Do I answer today's post? Or do I put in the extra hour working on my column? The former comes under the important heading of 'relationship management'; the latter is 'product development'. This evening, for example, shall I read a trash novel (because I'm pooped), a good novel (to build intellectual muscle) or a history of money (to prepare for a speech to bankers)?
Life is lived in real time, and progress (or regression) is the product of dozens of daily trade-offs like these. But in business life, it seems, people are undone by such choices. Managers tell me, time and again, that they must somehow 'craft pay systems that precisely reflect the weight of competing corporate objectives'.
Forget it. Just set reasonably high hurdles for your incentive pay system, then let folks figure out their own paths to salvation. They are adults, for heaven's sake.
For example, 3M, the sticky-tape and Post-it note company, says its top people must score well on both overall profitability and percentage of sales derived from new products. One computer company's sales people must rank in the top half for both billings and customer satisfaction to get a nickel's worth of bonus pay. And a home-delivery pizza company orders its teenage drivers to hustle like crazy, but will fire them if they get tickets for speeding.
When I was at McKinsey & Co, the consulting firm, employee evaluations unmistakably reflected how well you performed on your current project assignment. On the other hand, there was a long-term requirement to become a recognised expert at some aspect of banking, technology management, whatever.
No one told you how to divvy up your time to achieve both of these objectives. It was simply clear that, over the long haul, you were going to be graded for short-term service excellence as well as for long-term technical stature.
My advice: if you have got two overarching strategic goals, then directly tie the company's financial incentives (at least one-third of total compensation for managers, one-tenth at the front line) to above-average performance on both goals.
And don't fudge] Suppose a salesperson has really flogged the product and is up for a dollars 40,000 year-end bonus. Yet he's a bull in the china shop and has below-average customer satisfaction ratings. Tough] The deal is, good at both or no dough. Same story for the world-class schmooze who is adored by the customers (in the top 5 per cent in customer satisfaction) but just can't close a sale.
Sure, it would be nice if everyone could be a winner. And I strongly urge you to make the overall pot of incentives a big one, and to offer plenty of help to those who don't clear all the hurdles. But if we are serious about emphasising long-term and short-term strategic ends, there must be an ouch-level penalty for those who don't cut the mustard both ways.
This issue is racing up the corporate agenda.
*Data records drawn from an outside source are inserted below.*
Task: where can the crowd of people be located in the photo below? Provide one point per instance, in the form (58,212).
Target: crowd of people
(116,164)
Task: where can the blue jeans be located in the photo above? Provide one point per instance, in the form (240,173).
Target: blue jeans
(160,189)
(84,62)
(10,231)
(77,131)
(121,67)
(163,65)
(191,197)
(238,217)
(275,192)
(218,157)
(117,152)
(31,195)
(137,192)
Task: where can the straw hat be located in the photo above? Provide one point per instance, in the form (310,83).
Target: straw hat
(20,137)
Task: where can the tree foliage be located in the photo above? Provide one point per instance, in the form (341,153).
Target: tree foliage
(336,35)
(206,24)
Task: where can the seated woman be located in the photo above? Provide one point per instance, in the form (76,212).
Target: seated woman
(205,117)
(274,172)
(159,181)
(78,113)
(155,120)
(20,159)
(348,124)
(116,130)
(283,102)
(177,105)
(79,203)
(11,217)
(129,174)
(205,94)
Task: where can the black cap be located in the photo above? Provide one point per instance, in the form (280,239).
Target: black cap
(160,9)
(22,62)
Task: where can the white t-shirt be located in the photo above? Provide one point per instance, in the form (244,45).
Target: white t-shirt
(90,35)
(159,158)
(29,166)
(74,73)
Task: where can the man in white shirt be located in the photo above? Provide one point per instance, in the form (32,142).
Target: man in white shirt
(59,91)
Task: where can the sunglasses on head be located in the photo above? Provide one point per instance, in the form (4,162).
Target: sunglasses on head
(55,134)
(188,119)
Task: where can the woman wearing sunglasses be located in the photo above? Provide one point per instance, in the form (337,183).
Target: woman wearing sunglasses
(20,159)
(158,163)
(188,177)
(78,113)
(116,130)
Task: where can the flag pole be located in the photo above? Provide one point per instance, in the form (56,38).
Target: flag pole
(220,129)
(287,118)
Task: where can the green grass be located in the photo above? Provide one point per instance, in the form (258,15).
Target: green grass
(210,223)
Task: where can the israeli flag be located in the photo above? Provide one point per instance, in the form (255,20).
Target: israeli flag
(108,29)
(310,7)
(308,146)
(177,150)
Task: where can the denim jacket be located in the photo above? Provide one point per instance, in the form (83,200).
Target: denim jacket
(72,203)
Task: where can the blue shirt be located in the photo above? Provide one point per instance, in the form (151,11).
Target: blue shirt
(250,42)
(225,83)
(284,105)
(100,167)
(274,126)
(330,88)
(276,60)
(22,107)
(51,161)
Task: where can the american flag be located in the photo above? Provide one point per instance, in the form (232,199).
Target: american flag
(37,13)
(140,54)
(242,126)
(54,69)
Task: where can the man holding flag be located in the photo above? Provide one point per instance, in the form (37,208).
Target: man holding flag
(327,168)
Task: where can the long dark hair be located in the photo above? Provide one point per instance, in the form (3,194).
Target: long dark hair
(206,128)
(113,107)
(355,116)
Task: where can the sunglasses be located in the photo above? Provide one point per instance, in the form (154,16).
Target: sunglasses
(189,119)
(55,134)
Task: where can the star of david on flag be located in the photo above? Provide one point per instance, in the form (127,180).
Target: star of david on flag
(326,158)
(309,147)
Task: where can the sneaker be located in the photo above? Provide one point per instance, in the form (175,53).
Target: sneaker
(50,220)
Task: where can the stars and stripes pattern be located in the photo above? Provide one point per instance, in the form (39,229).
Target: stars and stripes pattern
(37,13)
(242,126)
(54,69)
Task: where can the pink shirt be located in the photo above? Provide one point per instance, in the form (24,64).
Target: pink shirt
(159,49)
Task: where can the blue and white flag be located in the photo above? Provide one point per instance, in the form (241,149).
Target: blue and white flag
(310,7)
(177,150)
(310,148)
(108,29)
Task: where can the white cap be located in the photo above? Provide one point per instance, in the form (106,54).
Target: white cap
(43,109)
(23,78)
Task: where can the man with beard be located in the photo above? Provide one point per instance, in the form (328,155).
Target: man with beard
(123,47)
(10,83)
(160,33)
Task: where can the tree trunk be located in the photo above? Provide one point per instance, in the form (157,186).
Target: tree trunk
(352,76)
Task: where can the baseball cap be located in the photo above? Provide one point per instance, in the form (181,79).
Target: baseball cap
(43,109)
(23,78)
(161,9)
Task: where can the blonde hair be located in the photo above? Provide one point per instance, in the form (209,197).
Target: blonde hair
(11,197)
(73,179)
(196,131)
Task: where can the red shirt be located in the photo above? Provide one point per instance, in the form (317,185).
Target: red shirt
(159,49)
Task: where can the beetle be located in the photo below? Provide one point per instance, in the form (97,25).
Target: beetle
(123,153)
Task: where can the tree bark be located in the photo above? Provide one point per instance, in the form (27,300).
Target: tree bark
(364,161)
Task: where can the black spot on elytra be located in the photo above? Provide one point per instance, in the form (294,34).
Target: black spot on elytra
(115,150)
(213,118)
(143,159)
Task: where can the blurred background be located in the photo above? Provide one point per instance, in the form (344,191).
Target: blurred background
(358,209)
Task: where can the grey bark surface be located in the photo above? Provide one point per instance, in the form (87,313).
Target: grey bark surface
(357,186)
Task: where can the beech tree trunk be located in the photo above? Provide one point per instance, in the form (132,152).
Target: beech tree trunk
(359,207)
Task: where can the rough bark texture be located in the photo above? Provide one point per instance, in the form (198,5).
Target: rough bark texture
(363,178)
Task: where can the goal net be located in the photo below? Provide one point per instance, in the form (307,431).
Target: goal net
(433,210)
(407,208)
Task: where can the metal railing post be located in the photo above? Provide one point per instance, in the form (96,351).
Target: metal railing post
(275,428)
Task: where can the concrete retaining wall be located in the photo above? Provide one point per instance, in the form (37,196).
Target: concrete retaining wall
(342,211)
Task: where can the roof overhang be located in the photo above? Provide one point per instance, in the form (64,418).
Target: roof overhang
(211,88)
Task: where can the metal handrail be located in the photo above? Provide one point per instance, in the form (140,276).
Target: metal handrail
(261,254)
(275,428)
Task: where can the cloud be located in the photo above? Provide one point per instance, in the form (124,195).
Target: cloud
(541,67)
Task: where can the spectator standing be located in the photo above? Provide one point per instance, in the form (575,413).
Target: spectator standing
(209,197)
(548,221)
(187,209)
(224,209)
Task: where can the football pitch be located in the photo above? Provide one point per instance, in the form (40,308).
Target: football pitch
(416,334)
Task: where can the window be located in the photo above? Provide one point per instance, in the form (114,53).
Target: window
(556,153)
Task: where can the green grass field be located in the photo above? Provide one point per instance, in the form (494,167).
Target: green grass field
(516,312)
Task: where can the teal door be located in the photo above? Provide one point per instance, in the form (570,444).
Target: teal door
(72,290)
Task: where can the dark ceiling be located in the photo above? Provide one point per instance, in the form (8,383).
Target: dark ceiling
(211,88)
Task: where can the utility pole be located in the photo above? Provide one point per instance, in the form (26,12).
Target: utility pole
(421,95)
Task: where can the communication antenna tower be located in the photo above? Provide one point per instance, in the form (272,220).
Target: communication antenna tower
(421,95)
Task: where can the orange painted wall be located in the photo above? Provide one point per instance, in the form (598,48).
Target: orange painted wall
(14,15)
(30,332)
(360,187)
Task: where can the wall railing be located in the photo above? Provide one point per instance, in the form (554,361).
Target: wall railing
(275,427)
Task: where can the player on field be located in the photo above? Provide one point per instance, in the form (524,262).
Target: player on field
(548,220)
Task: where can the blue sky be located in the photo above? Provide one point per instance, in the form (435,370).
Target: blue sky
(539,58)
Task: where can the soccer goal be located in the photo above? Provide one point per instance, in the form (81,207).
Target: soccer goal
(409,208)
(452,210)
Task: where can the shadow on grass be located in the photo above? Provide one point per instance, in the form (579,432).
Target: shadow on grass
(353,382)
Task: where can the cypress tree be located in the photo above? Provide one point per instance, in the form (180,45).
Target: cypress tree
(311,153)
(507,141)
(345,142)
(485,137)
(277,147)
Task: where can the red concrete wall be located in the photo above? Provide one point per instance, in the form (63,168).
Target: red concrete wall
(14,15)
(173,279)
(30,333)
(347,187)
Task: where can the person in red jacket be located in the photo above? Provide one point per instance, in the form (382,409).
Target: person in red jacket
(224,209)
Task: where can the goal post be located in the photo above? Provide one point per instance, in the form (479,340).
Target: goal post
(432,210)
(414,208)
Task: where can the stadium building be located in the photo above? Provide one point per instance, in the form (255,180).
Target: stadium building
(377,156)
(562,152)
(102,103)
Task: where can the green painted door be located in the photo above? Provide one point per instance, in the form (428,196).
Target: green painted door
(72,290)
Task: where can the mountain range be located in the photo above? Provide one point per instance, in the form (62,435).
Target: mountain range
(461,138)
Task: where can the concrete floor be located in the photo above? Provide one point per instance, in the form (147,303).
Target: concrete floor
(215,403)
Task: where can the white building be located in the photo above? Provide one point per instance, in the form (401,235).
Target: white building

We are routinely asking people in the front line to do lots more than they have done in the past. Before, we said: 'Show up. We will tell you what to do.' And then you did it. Today they must: (1) become darn good at something, since expertise is the basis of value-added; (2) become pretty good at lots of things (everyone must be a well-rounded business person); (3) be first-rate team players; and (4) exercise initiative every day in solving customer problems.
Performance must take a front-row seat. Even though we have laid off workers by the thousands in the past and fired a few outright (almost always for malingering), we have hardly used merit as the universal basis for evaluation. In fact, genuine merit-based ratings seldom cover more than 5 per cent of the workforce. These days we must put every employee - for their good and the firm's - on something like the 'up-or-out' trajectory that marks most law firms.
If you are not constantly learning and taking initiatives, you are a demonstrable drag on your team's performance.
I can already hear the labour leaders and the politicians hooting. If we all embark on an 'up-or-out' path, what do we do with the 'outs'?
It's a darned good question. The Japanese have essentially assigned theirs, by the millions, to menial jobs in unproductive industries (one big reason for the huge US productivity edge in sectors like retail). But this is an ugly (and an ultimately counterproductive) way to run an economy.
It is clear we can't tolerate shoddy performance in our leading-edge firms, especially those engaged in global competition. But as the future unfolds, almost every industry will find itself competing globally (for instance, relatively lean US retailers such as Toys 'R Us are making hay in Japan).
In short, there is no place to hide. To survive economically, as individuals and a society, we have little choice but to apply the perform-or-else dogma to everyone and every enterprise.